時が流れるのは本当に早い。3連覇の輝かしい日々はどこへやら、カープは今や順位表の一番下にいる。
チームの顔だった「タナキクマル」トリオも三者三様だ。田中広輔はスタメンでの出場機会が激減し、ユニホームが変わった丸佳浩も二軍落ちを経験するなど本調子ではない。もう一人の男、菊池涼介は、この苦しいチーム状況に一体どのような思いを抱いているのだろうか。
「2000本安打達成」の集合写真を食卓に飾るほど慕っていた新井貴浩がベンチにいてくれたら……そう思っているかもしれない。と書きながら、「そんなことねーよ」という声が脳内で再生された。そうだ、菊池は過去にすがるような男なんかじゃない。常に前を向いている男なのだ。
「食えるほどお金貰ってないやろ?」
菊池との出会いは2014年1月。静岡県伊豆市で行われていた自主トレでのことだった。当初の目的は、前年に中日から加入した久本祐一(現打撃投手)の取材。そこに3年目のシーズンを迎える菊池も参加していた。
まさか、そこから毎年自主トレに顔を出すように、そして今現在まで付き合いが続くようになるとは微塵たりとも思っていなかった。
きっかけはあまり覚えていない。年が近い(筆者が1学年下)ということもあって、「舎弟2号」として、いろいろなところに連れて行ってもらった(なので、文中で呼び捨てしていることへの違和感が半端ない)。振り返ってみれば、菊池にとってメリットなんてないのに面倒を見てもらえて、本当に感謝してもしきれない。確実に今の自分があるのは菊池のおかげだと思っている。
20代前半の若さゆえの勢いでフリーランスを選んだ身。当然、稼ぎはほとんどなかった。
「食えるほどお金貰ってないやろ?」
たしかオフ日にタクシーで移動しているときのことだった。菊池の方から「連載をやってもいいよ」と提案してくれて、雑誌・広島アスリートマガジンに話を持ちかけたところ『菊池涼介のお悩み相談コーナー』というページを担当させてもらうことになった。
取材現場でもそう。NPBパスを持っておらず、たまにしか球場取材に行けない自分は、正直なところグラウンドでは肩身が狭かった。知り合いも少なく「こいつ誰?」みたいな目で見られる。

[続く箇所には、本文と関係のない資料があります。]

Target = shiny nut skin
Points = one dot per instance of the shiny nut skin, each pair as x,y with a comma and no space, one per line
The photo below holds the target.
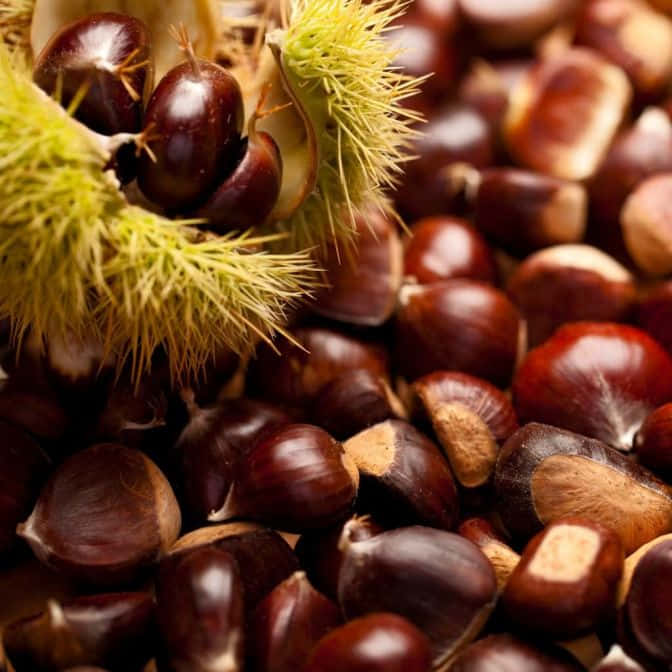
287,625
416,572
544,473
442,248
379,642
570,283
566,580
597,379
458,325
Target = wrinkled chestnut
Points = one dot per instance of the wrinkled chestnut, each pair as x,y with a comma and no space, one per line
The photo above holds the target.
113,630
458,325
597,379
570,283
199,598
287,625
404,477
470,418
380,642
438,580
442,248
104,516
544,473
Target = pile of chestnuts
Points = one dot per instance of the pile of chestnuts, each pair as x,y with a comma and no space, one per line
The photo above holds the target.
460,460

そんな中、居場所を作ってくれたのも菊池だった。
球場で隅っこに立っていると、必ず声を掛けてくれた。
「ちょっとそこで筋トレな!」
ある日は挨拶代わりの筋トレ指令が飛んだ。試合前、ベンチ付近でストレッチを始める選手たちの側で、なぜか空気椅子をするカオスな状況。またたく間に足がプルプル震え出すと、「おい、まだ10秒もたってないぞ!」。そういったことを繰り返すうちに、“菊池にいじられてる人”として他の選手たちにも顔を覚えてもらえた。
「俺も年をとったから……」30代での心の“変化”
といったように、優しさ、気遣い溢れる男なので、当然後輩たちの面倒見も良い。
今年の自主トレには3年目の羽月隆太郎と2年目の韮澤雄也が新たに参加していた。これまでも庄司隼人(現スコアラー兼編成)や野間峻祥、磯村嘉孝といった後輩たちと一緒にトレーニングしてきた。ただ、その時とは風景が全く違った。若手2人に熱心に手取り足取り指導していたのだ。

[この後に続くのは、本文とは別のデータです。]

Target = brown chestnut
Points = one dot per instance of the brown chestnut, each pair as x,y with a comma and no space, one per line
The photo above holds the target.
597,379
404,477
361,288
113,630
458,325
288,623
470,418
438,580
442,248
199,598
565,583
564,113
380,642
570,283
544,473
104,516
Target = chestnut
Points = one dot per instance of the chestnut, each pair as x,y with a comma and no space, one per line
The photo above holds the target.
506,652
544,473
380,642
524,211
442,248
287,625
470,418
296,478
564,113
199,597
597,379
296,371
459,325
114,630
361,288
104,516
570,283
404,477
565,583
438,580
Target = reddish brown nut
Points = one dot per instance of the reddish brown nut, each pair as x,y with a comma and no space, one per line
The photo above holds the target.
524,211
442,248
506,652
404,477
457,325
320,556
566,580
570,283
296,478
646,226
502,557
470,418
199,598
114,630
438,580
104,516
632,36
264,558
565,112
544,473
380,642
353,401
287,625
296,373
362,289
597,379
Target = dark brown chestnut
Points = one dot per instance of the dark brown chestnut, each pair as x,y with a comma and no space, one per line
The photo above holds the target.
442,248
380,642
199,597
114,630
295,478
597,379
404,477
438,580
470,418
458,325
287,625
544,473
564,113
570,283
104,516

これを見て、かなり驚いた。一回り近く年が離れているとはいえ、2人とも同じ内野のポジションを守る選手たち。昔だったら想像もつかなかったことだ。なぜならば、自分にチャンスが巡ってきたのも、それまでセカンドを守っていた東出輝裕(現二軍打撃コーチ)の故障離脱がきっかけだったからだ。
何かあればポジションなんか簡単に奪われてしまうという危機感を常に抱き、同じポジションの選手をライバル視していた。それ故に高熱が出ても、身体の痛みがあっても、弱みを見せずに試合に出続けていた。

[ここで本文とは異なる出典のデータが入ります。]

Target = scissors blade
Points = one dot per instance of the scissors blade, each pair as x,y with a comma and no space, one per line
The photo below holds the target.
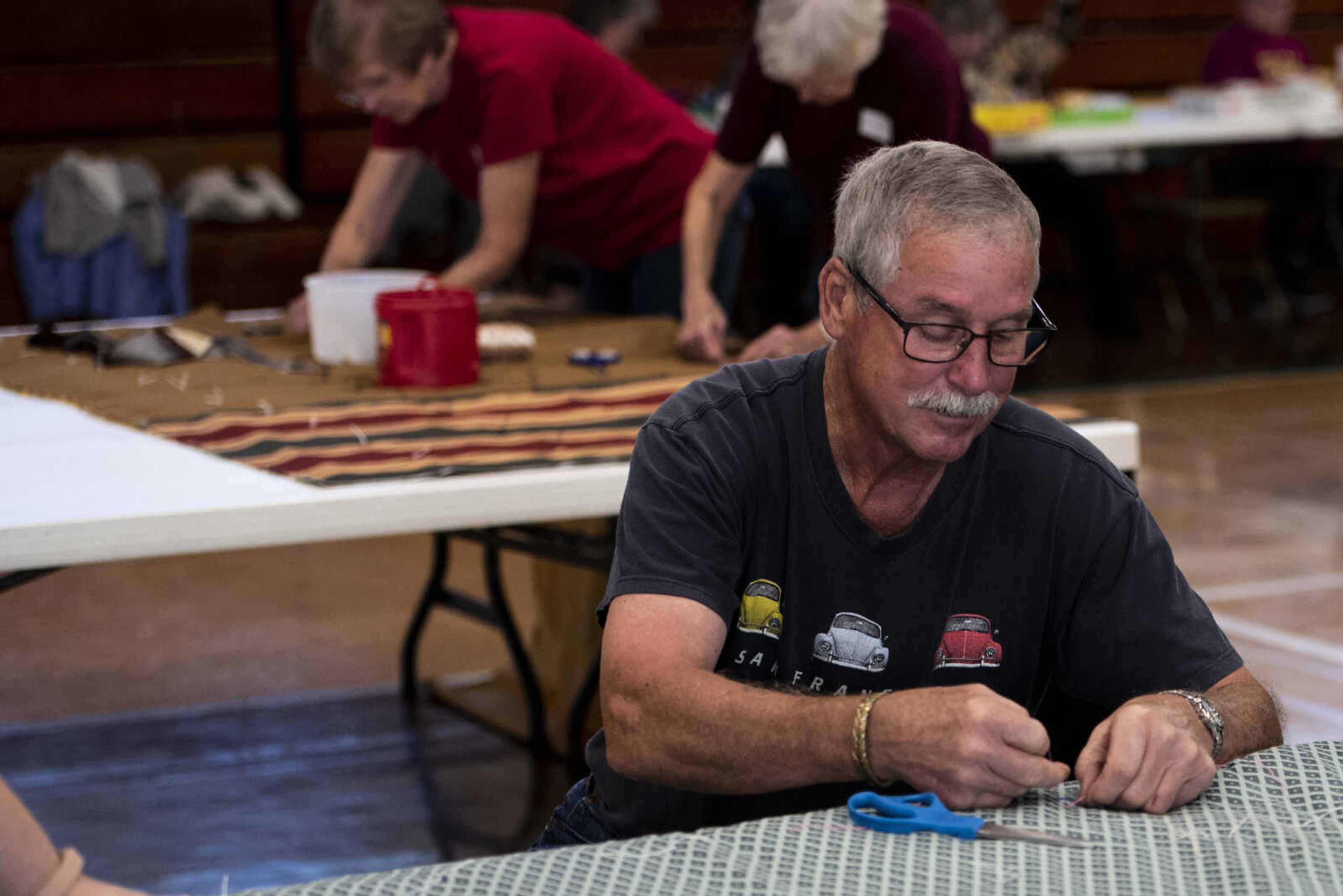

「俺も年をとったから、一緒にトレーニングしている若手の活躍は素直に嬉しいよ」
そんな菊池が周囲にそう口にしているという。羽月なんかもそうだし、2018年から自主トレを共にしている中日・三ツ俣大樹の活躍も喜んでいる。これまでは先述の新井や久本といった兄貴についていきたいタイプだったが、今や菊池が立派な兄貴分。30代、中堅という立場になり、引っ張っていく意識がより強くなったのかもしれない。